Balloon (M)
3 stars
This is the story of two young families, the Strelzyks and the Wetzels, and a brightly coloured hot-air balloon. It's fantastic but true that in 1979 they used one to escape from East Germany (the German Democratic Republic), a daring act that gives new meaning to the image of balloons aloft.
On a September night when conditions were right, a balloon with eight on board, four adults and four children, drifted across the border into Bavaria. It flew at a height above 2000 metres, high enough to be detected but not identified and out of reach of the guns of border guards. It landed just over the border.
Before the Berlin Wall was torn down 30 years ago, the news about people being shot by East German border guards as they tried to escape to the West was a regular occurrence. After this, the revelations about the activities of the Stasi, the Communist regime's secret police, were just about as bad.

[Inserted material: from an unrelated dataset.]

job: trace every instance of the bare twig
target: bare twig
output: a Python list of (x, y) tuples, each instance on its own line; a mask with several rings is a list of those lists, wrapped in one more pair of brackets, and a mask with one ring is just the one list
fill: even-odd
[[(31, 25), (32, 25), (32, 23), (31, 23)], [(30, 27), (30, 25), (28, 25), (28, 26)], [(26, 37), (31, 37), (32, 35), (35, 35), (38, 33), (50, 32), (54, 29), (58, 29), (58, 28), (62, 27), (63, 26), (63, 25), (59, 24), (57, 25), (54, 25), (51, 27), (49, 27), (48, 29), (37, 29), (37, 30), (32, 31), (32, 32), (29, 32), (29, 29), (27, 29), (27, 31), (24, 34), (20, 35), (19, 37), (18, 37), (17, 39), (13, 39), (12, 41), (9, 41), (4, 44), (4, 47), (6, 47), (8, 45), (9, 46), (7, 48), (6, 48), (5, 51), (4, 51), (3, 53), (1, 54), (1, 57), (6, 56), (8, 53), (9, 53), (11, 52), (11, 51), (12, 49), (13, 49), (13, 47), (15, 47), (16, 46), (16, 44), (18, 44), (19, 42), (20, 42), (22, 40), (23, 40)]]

East Germans who took it upon themselves to leave were by definition enemies of the state, to be "apprehended or liquidated'. It's ironic that as she is on the point of abandoning East Germany forever, young wife and mother Doris Strelzyk (Karoline Schuch), tidies up her home before she turns to leave.
She says she can't bear to be thought of as a bad housewife once she has gone, but she is destined to be thought of as far, far worse.
The incredible escape story has been made into a film before so went along thinking it might have already had its day. Disney released Night Crossing, with the late John Hurt, in 1982, just a few years after the event. But as I watched this German-language drama unfold, I came to think about its relevance differently.
It's no spoiler to acknowledge that the families made it. That's well known. It's the journey that counts here, and knowing the ending doesn't detract from this well-constructed and tense drama about a highly improbable flight to freedom from a totalitarian regime.
It wasn't their first attempt. Peter Strelzyk (Friedrich Mucke) tries to escape with his family first, but they are forced to abort their flight. He and his wife are at odds afterwards over making a second attempt - the danger to their children, the catastrophe of capture.
However, when they realise that the Stasi will discover Doris's medication in the balloon's wreckage and eventually be able to trace them, and when Peter's friend Gunter Wetzel and his family realise they have also been compromised, it becomes a matter of urgency. Get out or get arrested. There was no alternative but to start again.
Buying vast quantities of fabric - 1300 metres - is difficult without inviting curiosity. Just how many tents or flags could you claim to be making?
Then there's the challenge of sewing it together and giving it a test run on the quiet somewhere.
The odds against getting the work done and kept a secret from small children, nosey neighbours and government spies alike, were huge.
Actor Thomas Kretschmann, (seen in American action films and on TV in Berlin Station), is the Stasi lieutenant in charge of operations to track down the elusive balloonists.
His character's moral complexity suggests Balloon could have been taken in an even more interesting direction had it played the story less for its action and thrills and more for its political and psychological drama.
Still, it's a remarkable story about the lengths people will go to, for freedom.
Balloon is directed by Michael Herbig, a German comedian and director/producer, who co-wrote the screenplay with Kit Hopkins and Thilo Roscheisen.
It is a gripping drama with solid lead performances about a crazy-brave feat of courage.